North East housing market continues lethargic start to 2015

New analysis from the KIS Group has shown that prices in the North East have dropped by a further 0.7% driven by sharp slumps in Easington and Jarrow.

Related topics:  Property
Warren Lewis
27th February 2015
House Prices Down

North and South Shields recorded the region’s highest rises of 1.7%, followed by Morpeth and Tynemouth (1.4%).

Blyth’s rise of 1.1% takes its growth so far this year to 4.4% - 29 times the regional average. North Shields also continues on a strong upward trend, rising by 2.9% in January and February. Price drops were recorded in 10 of the 20 areas surveyed, including in Peterlee (-2.7%) Seaham (-1.7%) and even in the traditionally strong performing Durham City (-0.9%).

Blyth’s performance over the past two months sees the town named February’s “Best to Buy”. The area is particularly popular with single people with 43.8% of household’s occupied by just one person. Almost half of homes in Blyth (48%) are semi-detached with a further 30% terraced. 83% of properties are owner-occupied or privately rented.

The average house in the North East currently costs £154,950 – 44% below the national average of £272,000.

Ajay Jagota, founder and Chief Executive Officer of KIS Group responded to the figures: “It’s clearly continuing to be a sluggish start to 2015 for North East house prices, with even the most optimistic interpretation of our figures showing them to be completely flat in February and up by just 0.2% over the first two months of the year.

Looking at the figures, areas like Gateshead, Cramlington, Houghton-le-Spring and Whitley Bay are typical, with prices either flat or moving up and down by little more than a fraction of a percent.
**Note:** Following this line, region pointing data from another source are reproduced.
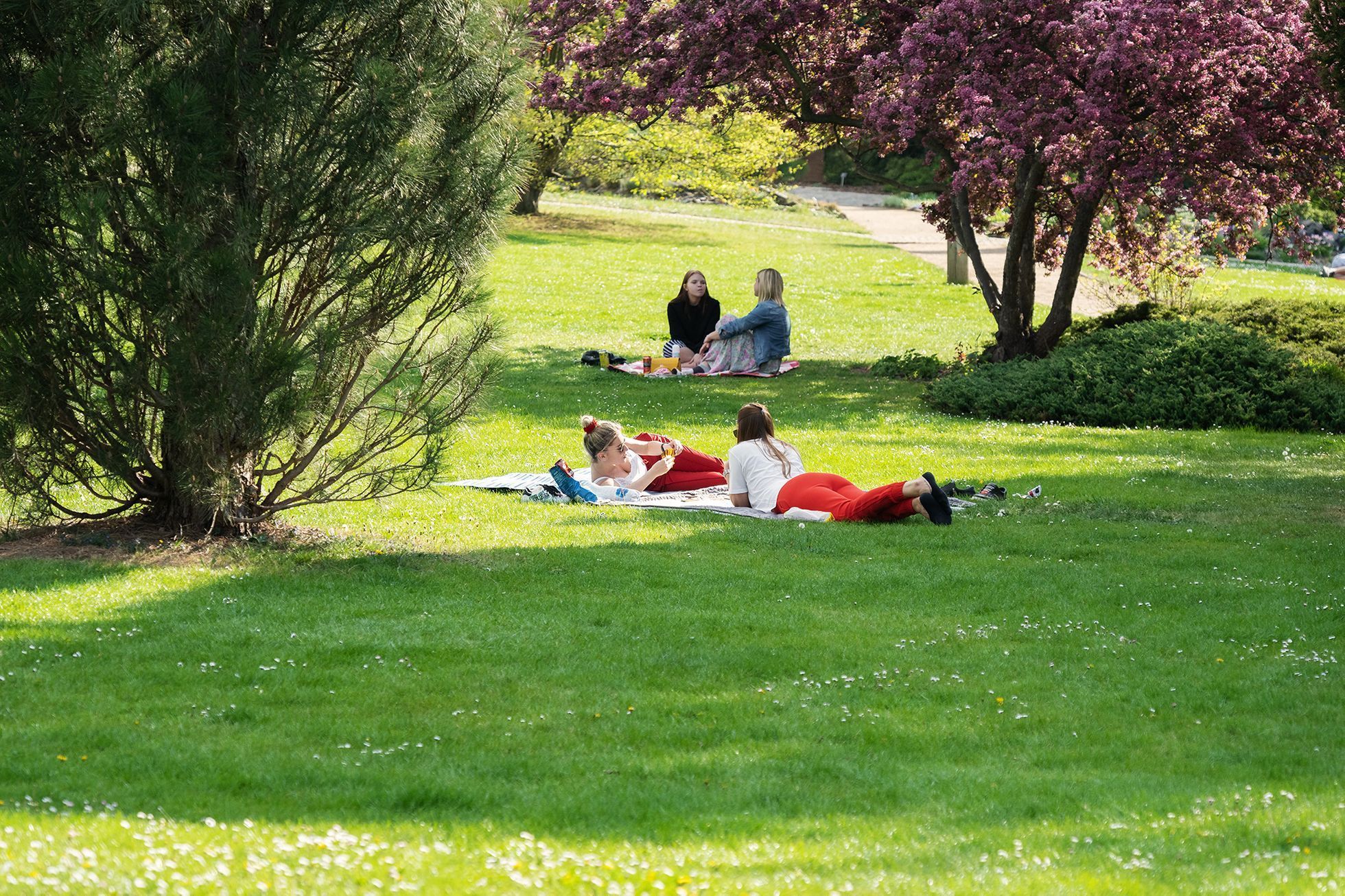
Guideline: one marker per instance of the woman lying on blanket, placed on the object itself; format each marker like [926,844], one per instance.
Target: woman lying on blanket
[755,344]
[767,474]
[642,463]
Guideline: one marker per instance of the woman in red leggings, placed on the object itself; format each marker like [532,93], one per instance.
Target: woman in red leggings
[642,463]
[767,474]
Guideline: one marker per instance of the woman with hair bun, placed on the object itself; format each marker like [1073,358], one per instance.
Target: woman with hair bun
[769,474]
[646,463]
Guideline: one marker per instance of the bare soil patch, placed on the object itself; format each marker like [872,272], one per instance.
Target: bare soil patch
[144,543]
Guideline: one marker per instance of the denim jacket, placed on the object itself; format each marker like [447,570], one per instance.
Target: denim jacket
[770,326]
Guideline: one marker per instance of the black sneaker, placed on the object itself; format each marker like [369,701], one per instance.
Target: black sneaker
[990,491]
[939,513]
[937,491]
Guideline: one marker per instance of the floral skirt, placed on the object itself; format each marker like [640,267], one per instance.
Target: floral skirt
[736,354]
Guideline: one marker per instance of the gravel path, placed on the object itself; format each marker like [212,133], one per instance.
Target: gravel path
[908,231]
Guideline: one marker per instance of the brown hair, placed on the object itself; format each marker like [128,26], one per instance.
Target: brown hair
[770,285]
[598,434]
[681,294]
[755,423]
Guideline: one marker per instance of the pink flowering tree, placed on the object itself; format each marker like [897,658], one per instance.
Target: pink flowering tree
[1073,127]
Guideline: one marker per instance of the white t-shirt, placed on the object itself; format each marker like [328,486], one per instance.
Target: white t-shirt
[756,471]
[638,470]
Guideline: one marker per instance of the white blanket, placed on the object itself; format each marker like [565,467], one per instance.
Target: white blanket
[716,498]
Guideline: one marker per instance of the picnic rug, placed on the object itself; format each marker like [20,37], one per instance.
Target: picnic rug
[714,499]
[638,369]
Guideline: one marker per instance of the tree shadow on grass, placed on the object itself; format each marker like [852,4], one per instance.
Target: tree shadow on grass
[568,229]
[643,690]
[817,393]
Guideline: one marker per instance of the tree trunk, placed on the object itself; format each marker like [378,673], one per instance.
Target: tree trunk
[1062,307]
[548,154]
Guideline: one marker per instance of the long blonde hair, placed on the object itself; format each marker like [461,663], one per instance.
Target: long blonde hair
[770,285]
[598,434]
[755,423]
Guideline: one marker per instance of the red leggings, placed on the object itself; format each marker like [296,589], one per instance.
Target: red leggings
[841,498]
[693,470]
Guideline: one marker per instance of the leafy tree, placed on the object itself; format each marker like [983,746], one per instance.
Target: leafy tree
[1329,25]
[725,159]
[1067,115]
[238,248]
[549,131]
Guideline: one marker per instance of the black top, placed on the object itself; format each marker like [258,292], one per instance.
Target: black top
[693,323]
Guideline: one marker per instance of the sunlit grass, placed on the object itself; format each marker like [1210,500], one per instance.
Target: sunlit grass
[1130,684]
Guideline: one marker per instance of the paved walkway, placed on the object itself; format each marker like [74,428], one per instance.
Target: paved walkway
[907,229]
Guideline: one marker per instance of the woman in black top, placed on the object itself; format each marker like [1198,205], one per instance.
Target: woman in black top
[692,318]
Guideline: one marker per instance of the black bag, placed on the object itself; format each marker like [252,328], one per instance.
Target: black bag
[591,358]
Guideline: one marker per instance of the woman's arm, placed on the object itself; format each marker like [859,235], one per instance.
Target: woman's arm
[762,314]
[651,448]
[677,325]
[651,474]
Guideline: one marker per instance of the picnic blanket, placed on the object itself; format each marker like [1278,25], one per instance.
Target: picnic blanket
[638,369]
[714,499]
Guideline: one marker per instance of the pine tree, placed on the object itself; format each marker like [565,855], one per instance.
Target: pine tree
[239,246]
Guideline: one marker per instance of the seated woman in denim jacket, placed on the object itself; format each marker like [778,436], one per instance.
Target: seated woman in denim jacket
[756,342]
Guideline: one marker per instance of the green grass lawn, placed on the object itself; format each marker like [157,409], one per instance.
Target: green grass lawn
[1247,281]
[1129,685]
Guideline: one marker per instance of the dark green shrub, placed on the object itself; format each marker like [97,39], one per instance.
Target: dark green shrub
[908,365]
[1313,330]
[1122,315]
[1167,373]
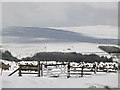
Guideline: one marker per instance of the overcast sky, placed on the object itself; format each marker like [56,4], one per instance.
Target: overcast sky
[59,14]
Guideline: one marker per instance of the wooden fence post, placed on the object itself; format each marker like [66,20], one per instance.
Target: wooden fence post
[20,70]
[38,68]
[41,67]
[68,74]
[82,70]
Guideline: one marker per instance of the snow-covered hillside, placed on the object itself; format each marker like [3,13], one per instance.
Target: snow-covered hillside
[26,41]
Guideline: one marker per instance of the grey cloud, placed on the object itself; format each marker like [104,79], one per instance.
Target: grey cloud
[59,14]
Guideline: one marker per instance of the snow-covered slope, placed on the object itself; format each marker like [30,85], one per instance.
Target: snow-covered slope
[26,41]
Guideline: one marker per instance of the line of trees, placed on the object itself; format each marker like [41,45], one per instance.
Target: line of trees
[57,56]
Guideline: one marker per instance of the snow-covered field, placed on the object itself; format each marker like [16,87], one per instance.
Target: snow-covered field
[67,39]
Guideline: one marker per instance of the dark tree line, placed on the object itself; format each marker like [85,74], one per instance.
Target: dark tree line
[58,56]
[7,56]
[110,49]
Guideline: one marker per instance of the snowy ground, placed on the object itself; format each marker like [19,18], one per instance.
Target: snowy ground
[21,50]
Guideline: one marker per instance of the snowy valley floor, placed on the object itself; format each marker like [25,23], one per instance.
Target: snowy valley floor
[101,80]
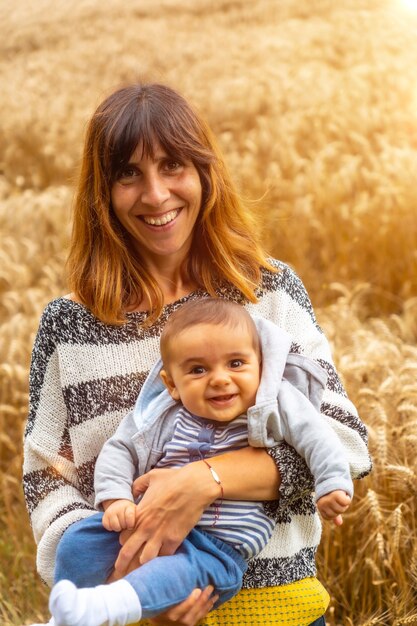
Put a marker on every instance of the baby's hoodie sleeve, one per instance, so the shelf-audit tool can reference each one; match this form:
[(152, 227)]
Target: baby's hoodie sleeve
[(308, 432), (117, 464)]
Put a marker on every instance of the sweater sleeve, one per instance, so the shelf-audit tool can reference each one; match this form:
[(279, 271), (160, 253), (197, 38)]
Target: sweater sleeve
[(293, 311), (53, 496)]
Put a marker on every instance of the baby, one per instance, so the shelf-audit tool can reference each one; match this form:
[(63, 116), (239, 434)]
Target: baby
[(226, 381)]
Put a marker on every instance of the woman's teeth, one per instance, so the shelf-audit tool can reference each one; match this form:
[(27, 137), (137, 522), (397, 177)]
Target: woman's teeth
[(161, 221)]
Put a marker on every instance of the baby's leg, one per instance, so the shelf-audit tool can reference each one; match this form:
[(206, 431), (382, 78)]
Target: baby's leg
[(153, 587), (86, 553)]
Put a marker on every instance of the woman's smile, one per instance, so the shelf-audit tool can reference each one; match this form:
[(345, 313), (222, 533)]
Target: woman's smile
[(161, 219)]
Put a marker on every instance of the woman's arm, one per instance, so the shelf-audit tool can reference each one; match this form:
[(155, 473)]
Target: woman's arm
[(49, 476), (174, 499), (287, 304)]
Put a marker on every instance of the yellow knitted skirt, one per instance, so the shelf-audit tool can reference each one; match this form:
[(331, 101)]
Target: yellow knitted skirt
[(297, 604)]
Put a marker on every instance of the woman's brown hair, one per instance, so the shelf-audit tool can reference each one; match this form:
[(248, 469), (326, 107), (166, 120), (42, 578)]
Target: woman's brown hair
[(104, 272)]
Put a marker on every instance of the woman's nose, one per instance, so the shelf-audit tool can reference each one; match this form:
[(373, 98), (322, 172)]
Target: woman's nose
[(155, 191)]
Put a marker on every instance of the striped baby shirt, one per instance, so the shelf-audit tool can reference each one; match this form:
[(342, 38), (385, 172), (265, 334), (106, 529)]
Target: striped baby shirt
[(242, 524)]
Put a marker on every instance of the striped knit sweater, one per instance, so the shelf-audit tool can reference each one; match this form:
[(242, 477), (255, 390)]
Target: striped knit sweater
[(86, 375)]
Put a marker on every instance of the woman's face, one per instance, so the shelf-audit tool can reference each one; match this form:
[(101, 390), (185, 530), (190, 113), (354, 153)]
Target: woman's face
[(157, 200)]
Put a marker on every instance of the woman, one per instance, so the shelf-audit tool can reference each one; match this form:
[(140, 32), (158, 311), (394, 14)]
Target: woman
[(157, 222)]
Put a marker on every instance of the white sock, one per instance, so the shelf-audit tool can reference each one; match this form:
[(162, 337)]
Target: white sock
[(115, 604)]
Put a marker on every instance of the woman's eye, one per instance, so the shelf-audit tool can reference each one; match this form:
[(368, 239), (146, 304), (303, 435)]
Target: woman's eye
[(126, 174), (172, 165)]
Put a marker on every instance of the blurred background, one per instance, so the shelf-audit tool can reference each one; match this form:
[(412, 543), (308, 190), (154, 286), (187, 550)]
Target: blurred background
[(315, 107)]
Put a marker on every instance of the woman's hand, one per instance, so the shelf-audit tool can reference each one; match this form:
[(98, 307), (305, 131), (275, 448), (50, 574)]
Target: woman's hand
[(189, 612), (172, 503)]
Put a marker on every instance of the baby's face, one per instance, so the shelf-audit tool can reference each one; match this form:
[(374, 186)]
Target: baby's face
[(214, 370)]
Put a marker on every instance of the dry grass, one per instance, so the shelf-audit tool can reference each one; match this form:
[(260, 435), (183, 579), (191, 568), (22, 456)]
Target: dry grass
[(315, 105)]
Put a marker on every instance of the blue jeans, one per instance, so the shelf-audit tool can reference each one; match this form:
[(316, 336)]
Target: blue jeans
[(87, 552)]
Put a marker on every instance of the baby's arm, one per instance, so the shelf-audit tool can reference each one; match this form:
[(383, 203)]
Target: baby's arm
[(333, 504), (119, 515)]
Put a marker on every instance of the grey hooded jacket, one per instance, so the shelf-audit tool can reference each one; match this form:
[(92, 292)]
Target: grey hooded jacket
[(287, 408)]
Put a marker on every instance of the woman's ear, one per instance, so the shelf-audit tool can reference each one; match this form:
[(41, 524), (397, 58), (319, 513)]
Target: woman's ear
[(169, 384)]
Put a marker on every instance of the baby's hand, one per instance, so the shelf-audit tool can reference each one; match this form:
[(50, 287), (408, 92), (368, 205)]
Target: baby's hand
[(119, 515), (333, 504)]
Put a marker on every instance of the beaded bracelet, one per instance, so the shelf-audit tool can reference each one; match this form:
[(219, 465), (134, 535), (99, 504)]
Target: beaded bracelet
[(218, 481)]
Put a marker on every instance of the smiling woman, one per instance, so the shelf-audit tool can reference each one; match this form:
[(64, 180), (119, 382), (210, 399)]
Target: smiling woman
[(157, 224), (157, 200)]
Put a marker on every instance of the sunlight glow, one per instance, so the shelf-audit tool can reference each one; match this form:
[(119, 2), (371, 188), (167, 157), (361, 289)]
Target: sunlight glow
[(410, 4)]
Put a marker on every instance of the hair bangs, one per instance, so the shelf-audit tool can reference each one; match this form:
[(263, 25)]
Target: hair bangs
[(148, 120)]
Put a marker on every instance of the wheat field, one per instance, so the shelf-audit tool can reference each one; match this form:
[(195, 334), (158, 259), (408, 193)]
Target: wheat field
[(315, 106)]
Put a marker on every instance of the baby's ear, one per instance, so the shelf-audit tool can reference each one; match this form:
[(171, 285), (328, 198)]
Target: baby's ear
[(169, 384)]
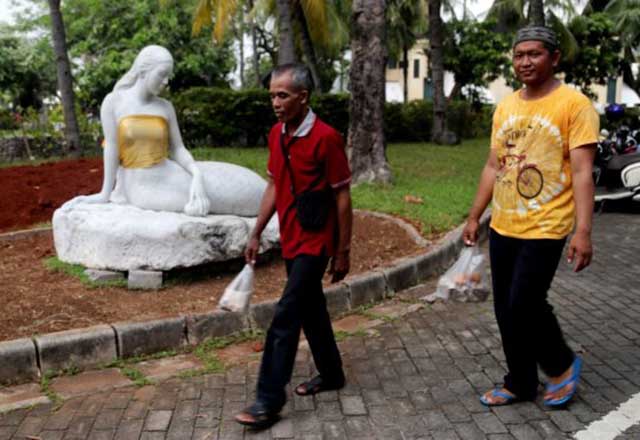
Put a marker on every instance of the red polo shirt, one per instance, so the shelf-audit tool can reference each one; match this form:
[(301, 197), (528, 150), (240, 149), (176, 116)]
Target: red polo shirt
[(316, 148)]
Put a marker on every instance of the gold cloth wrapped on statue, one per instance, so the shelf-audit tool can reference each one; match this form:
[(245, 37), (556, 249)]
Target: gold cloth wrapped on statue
[(143, 140)]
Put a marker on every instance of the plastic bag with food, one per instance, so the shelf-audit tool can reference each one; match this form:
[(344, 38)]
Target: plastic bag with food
[(465, 281), (238, 293)]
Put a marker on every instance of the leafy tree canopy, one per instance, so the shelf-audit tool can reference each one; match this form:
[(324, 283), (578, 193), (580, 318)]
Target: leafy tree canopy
[(27, 73), (598, 57), (104, 38), (475, 53)]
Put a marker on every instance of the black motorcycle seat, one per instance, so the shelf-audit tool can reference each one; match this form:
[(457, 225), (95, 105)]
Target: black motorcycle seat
[(617, 163)]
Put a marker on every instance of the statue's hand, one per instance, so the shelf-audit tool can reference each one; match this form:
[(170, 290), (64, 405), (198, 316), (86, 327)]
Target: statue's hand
[(198, 205), (93, 198)]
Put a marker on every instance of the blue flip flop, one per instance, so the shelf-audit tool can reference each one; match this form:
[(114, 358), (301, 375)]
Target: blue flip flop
[(571, 380), (509, 398)]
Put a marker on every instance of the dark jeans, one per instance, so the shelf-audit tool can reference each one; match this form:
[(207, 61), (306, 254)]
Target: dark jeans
[(522, 271), (302, 305)]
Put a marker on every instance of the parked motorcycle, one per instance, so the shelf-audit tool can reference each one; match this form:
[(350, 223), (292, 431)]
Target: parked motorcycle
[(616, 168)]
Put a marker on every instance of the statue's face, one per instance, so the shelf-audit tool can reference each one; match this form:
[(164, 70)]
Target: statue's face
[(288, 103), (158, 78)]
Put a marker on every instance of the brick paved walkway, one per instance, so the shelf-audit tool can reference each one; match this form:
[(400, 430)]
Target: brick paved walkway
[(418, 377)]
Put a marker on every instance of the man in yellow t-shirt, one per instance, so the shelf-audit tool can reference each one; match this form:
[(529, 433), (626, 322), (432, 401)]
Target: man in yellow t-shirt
[(538, 177)]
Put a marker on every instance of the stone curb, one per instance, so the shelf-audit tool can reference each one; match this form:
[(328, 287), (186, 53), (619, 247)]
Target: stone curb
[(24, 360), (76, 349), (137, 338)]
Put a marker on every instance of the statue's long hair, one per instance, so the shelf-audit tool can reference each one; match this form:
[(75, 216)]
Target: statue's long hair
[(147, 59)]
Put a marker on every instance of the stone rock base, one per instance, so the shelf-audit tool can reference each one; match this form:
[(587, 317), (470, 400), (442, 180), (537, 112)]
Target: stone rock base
[(123, 237)]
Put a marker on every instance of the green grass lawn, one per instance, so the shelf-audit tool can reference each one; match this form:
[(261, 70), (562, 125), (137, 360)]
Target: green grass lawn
[(444, 177)]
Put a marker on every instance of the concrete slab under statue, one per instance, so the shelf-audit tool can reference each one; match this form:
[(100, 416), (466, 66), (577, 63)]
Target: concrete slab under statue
[(158, 208)]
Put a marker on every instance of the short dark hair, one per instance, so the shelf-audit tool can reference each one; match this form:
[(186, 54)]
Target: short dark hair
[(300, 75)]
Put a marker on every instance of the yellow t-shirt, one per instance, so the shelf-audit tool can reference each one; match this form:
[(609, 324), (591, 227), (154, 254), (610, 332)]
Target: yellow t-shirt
[(533, 195)]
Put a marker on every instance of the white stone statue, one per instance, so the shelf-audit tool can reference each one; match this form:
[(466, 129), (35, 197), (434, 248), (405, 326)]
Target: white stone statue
[(146, 160), (160, 196)]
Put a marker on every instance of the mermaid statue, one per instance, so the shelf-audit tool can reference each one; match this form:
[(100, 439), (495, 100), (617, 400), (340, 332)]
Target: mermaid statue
[(145, 161)]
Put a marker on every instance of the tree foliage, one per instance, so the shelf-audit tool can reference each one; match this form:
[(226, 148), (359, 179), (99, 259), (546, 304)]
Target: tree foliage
[(625, 15), (105, 37), (27, 71), (475, 54), (598, 57)]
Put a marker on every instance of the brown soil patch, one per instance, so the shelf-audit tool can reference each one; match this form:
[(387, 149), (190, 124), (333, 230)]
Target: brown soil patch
[(36, 300), (30, 194)]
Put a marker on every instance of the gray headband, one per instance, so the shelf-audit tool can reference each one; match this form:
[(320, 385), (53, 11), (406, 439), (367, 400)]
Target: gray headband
[(536, 33)]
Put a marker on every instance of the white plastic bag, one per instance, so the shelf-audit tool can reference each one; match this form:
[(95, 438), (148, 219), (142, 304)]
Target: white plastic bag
[(464, 281), (238, 293)]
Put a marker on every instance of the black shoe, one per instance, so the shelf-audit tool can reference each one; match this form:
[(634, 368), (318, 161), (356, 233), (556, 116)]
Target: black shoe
[(318, 385), (263, 417)]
I have to be honest and say that these figures are hard to explain. We’ve got falling unemployment, record mortgage availability, falling inflation and even the reducing probability of imminent interest rate rises. Add to that the continuing assistance of the government’s Help to Buy scheme and you’d expect the local property market to be performing better than it currently is.

I can only suggest that the General Election has caused the property market to go into hibernation, with buyers and sellers alike waiting to see what impact the outcome has on their household finances. That doesn’t mean that some areas aren’t doing very well indeed. Blyth for example is having a very strong start to the year, up 4.4% in just two months. That’s something like 29 times the average North East rate, and North Shields isn’t far behind, up just under 3% in January and February, 15 times faster than average.

It could of course be that Blyth has a little further to rise than some places, with Holystone Avenue being named one of the ten cheapest streets in the region by the Land Registry office this week – although that’s nothing compared to Waterloo Walk in Washington, officially the cheapest street in the UK.

This all means there are some very good deals out there for people looking to buy a home, either to rent out or live in. Durham is always a smart investment for a landlord due to the high student population. An uncharacteristic fall in prices of nearly 1% this month makes properties there more affordable and means a higher yield for landlords, so it could well be worth a look.

On the other hand, you’re getting a similar return on your investment in Easington, where yields are up nearly a whole percent month on-month and where you pretty much have two properties for the price of one in Durham.

“That’s something worth saying about the North East as a whole from the investor perspective. With the average North East house half the cost of the national average and with a robust rental market and strong yields, the North East is somewhere property entrepreneurs can literally double their money.”